Gandur ailelere yönelik uyarılarına şöyle devam etti;
“Okula ilk adım sürecini kolaylaştırmak için, anne- babaların öncelikle kendilerinden emin olması, kendi aralarında net ve tutarlı davranmaları ve hem eğitimcilere hem de uzmanlara güven duyabilmeleri oldukça önemli.

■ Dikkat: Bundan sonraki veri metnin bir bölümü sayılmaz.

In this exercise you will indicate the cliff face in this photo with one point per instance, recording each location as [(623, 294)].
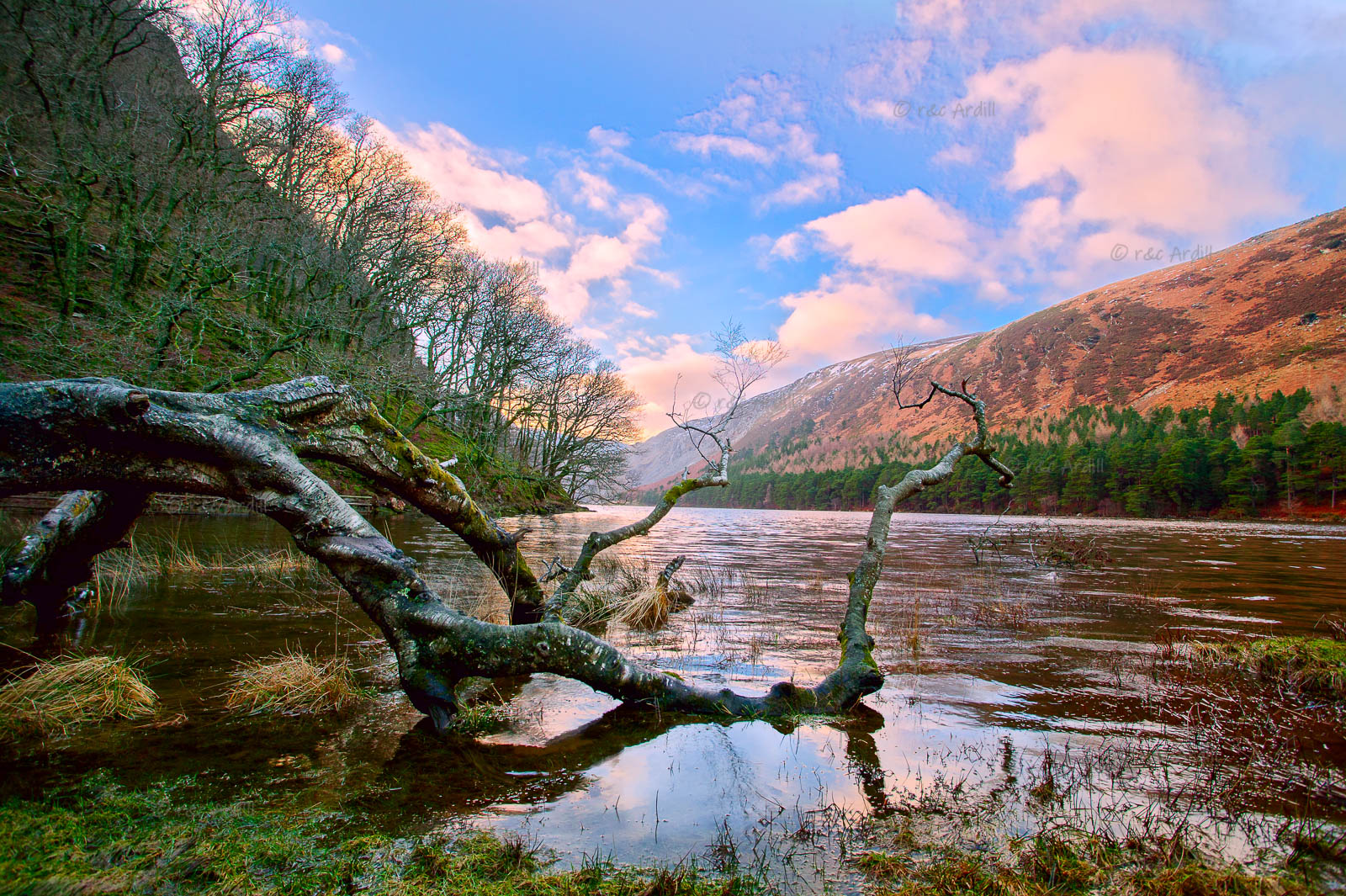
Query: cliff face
[(1263, 315)]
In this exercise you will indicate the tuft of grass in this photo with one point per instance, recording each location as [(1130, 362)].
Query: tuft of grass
[(1067, 862), (478, 720), (1312, 665), (293, 684), (57, 696), (646, 608)]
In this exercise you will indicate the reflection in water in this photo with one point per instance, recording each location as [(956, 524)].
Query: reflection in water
[(983, 665)]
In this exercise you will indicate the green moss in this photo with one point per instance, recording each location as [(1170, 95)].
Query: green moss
[(1314, 665), (170, 839)]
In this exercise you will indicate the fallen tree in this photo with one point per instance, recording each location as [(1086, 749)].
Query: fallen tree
[(119, 443)]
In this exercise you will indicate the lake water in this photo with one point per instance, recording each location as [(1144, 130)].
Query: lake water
[(989, 669)]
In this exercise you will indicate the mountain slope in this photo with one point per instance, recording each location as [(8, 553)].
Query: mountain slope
[(1263, 315)]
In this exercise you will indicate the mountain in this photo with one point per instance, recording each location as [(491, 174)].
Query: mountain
[(1264, 315)]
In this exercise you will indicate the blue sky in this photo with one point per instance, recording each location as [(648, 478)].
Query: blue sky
[(838, 175)]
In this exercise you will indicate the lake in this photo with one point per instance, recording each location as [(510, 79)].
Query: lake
[(996, 671)]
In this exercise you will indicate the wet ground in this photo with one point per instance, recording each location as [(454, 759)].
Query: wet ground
[(989, 667)]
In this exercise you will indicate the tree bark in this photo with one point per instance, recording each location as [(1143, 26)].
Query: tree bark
[(58, 554), (114, 437)]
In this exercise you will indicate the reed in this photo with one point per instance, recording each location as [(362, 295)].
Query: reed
[(293, 684), (54, 697)]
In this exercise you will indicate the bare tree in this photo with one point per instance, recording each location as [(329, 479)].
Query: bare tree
[(114, 437)]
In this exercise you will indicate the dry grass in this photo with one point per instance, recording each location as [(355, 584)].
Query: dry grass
[(57, 696), (293, 684), (646, 608), (147, 557), (1312, 665)]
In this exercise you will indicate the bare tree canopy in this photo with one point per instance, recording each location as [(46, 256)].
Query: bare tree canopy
[(125, 443), (202, 210)]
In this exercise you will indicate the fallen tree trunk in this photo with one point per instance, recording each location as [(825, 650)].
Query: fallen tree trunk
[(114, 437), (58, 554)]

Bazen çocuklar okula gitme konusunda ailelerine zorlu saatler yaşatabilirler. Anne ve babalar çocuklarını okula bırakırken ya da okuldan alırken çocuklarının çeşitli protestolarıyla karşılaşabilirler. Çocukların okula gitmeyi reddetmelerine bazen baş ve mide ağrısı ya da mide bulantısı gibi fiziksel şikayetler de eklenebilir. Bu nedenle gideceği okul netleştikten sonra, okuldaki klasik bir gününün nasıl geçeceği konusunda çocuğunuzu bilgilendirin. Çocuğunuzun kafasındaki belirsizlik ne kadar az olursa, ilk günleri o kadar rahat geçecektir. Ona birçok şey öğreneceğini, arkadaşları ile birlikte yeni bir sürü faaliyet yapacaklarını söyleyin.
İlk gün okula annesi ve babası ile birlikte giden çocuk kendisini daha çok güvende hisseder. Ailelerin çok önemli bir işi yoksa okulun ilk günü çocuklarına eşlik etmeliler. Hatta eğer mümkünse okul çıkışına da birlikte gitmeleri, çocuklarını mutlu eder. Okul sonrasında ailecek beraber bir aktivite yapmak (yemeğe gitmek, parkta oyun oynamak gibi) ve okulun ilk günü hakkında sorgulayıcı olmadan sohbet etmek çocuğu rahatlatır.”
Gandur, okula başlamanın zihinsel, bedensel, duygusal ve sosyal açıdan bir hazır oluş ve olgunluk gerektirdiğini; bu hazır oluşun kronolojik yaştan çok, çocuğun gelişim düzeyi ile ilgili olduğunu vurguladı.
Okula hazırlığın değerlendirildiği birçok envanter ve testin mevcut olduğunu, anaokulu ya da ilkokul 1. sınıfa başlayacak olan çocukların duygusal ve zihinsel olarak okul olgunluğunun değerlendirilmesi için, ailelerin uzmanlardan yardım alabileceğini, bu testler ile 5 ve 6 yaş düzeyindeki çocukların duygusal ve zihinsel olarak okul olgunluğu ölçümünün bilimsel metodlarla yapıldığını belirtti.